![[Drawing of Lunar Prospector]](/image/spacecraft/lunarprosp.gif)
The Lunar Prospector was designed for a low polar orbit investigation of the Moon, including mapping of surface composition and possible polar ice deposits, measurements of magnetic and gravity fields, and study of lunar outgassing events. Data from the 19 month mission will allow construction of a detailed map of the surface composition of the Moon, and will improve our understanding of the origin, evolution, current state, and resources of the Moon. The spacecraft is a graphite-epoxy drum, 1.37 meters in diameter and 1.28 meters high with three radial instrument booms. It is spin-stabilized and controlled by 6 hydrazine monopropellant 22-Newton thrusters. Communications are through two S-band transponders and a slotted, phased-array medium gain antenna and omnidirectional low-gain antenna. There is no on-board computer, ground command is through a 3.6 kbps telemetry link. Total mission cost is about $63 million. After launch, the Lunar Prospector had a 105 hour cruise to the Moon, followed by insertion into a near-circular 100 km altitude lunar polar orbit with a period of 118 minutes. In December 1998 the orbit was lowered to 40 km. The nominal mission ended after one year, at which time the orbit was lowered to 30 km. On 31 July 1999 at 9:52:02 UT (5:52:02 EDT) Lunar Prospector impacted the Moon near the south pole in a controlled crash to look for evidence of water ice - none was observed.
Magnetometer (MAG) - Mario Acuna, NASA Goddard; Lon Hood, Univ. of Arizona LPL
Electron Reflectometer (ER) - Robert Lin, UC Berkeley SSL
The MAG/ER experiments will return data on the lunar crustal magnetic
field and the lunar induced magnetic dipole. These data will help provide
an understanding of the origin of lunar paleomagnetism and the degree to
which impacts can produce paleomagnetism, and allow constraints on the
size and composition of the (possible) lunar core.

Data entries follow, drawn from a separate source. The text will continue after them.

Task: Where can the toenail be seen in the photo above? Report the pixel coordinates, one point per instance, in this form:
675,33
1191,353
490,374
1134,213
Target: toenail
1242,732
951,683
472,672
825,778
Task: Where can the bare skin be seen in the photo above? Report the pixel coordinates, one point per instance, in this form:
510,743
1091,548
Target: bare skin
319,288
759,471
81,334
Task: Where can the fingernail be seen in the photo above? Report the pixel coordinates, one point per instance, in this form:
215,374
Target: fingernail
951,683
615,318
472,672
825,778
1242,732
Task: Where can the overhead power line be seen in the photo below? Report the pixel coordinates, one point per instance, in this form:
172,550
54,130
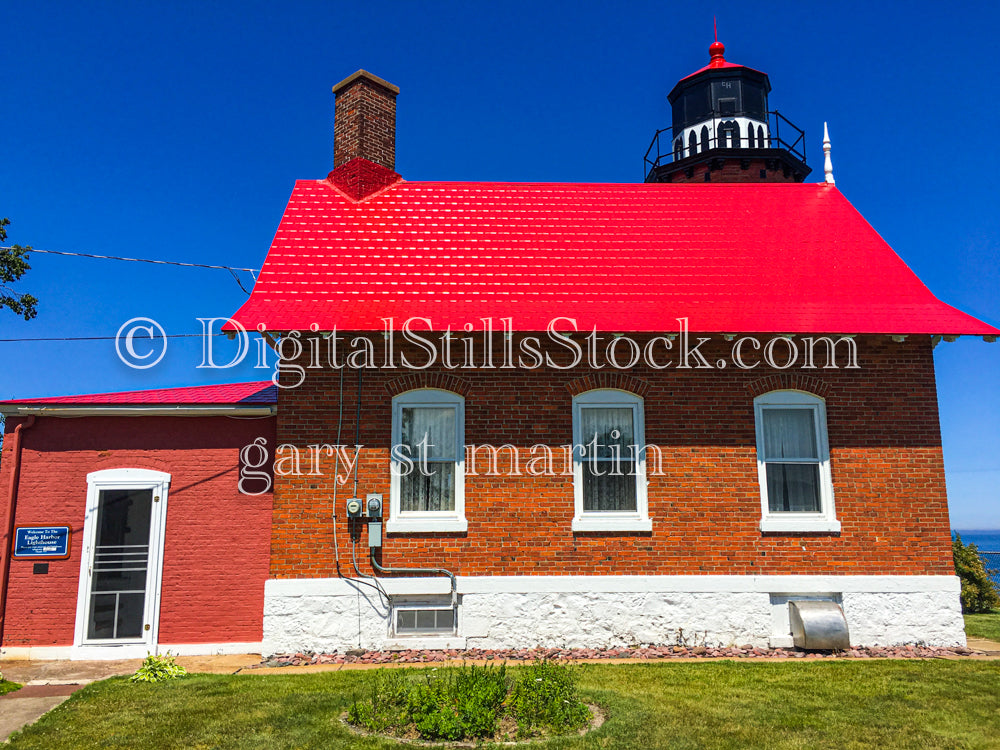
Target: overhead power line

Alpha Particle Spectrometer (APS) - Alan Binder, Lockheed
The APS instrument will be used to find radon outgassing events on the lunar
surface by detecting alpha particles from the radon gas itself and its decay
product, polonium. Observations of the frequency and locations of the gas release
events will help characterize one possible source of the tenuous lunar
atmosphere. Determination of the relationship of outgassing sites with
crater age and tectonic features may be possible. This may in turn be
used to characterize the current level of lunar tectonic activity.
Doppler Gravity Experiment (DGE) - Alex Konopliv, NASA JPL
This investigation will use Doppler tracking of S-Band radio signals to
characterize the spacecraft orbit and determine the lunar gravity field.
This data will provide information on the lunar interior and, combined
with lunar topographic data, will allow modelling of the global crustal
asymmetry, crustal structure, and subsurface basin structure. It can also
used for planning future lunar missions.
The Lunar Prospector mission was selected by NASA for full development
and construction as part of NASA's Discovery program.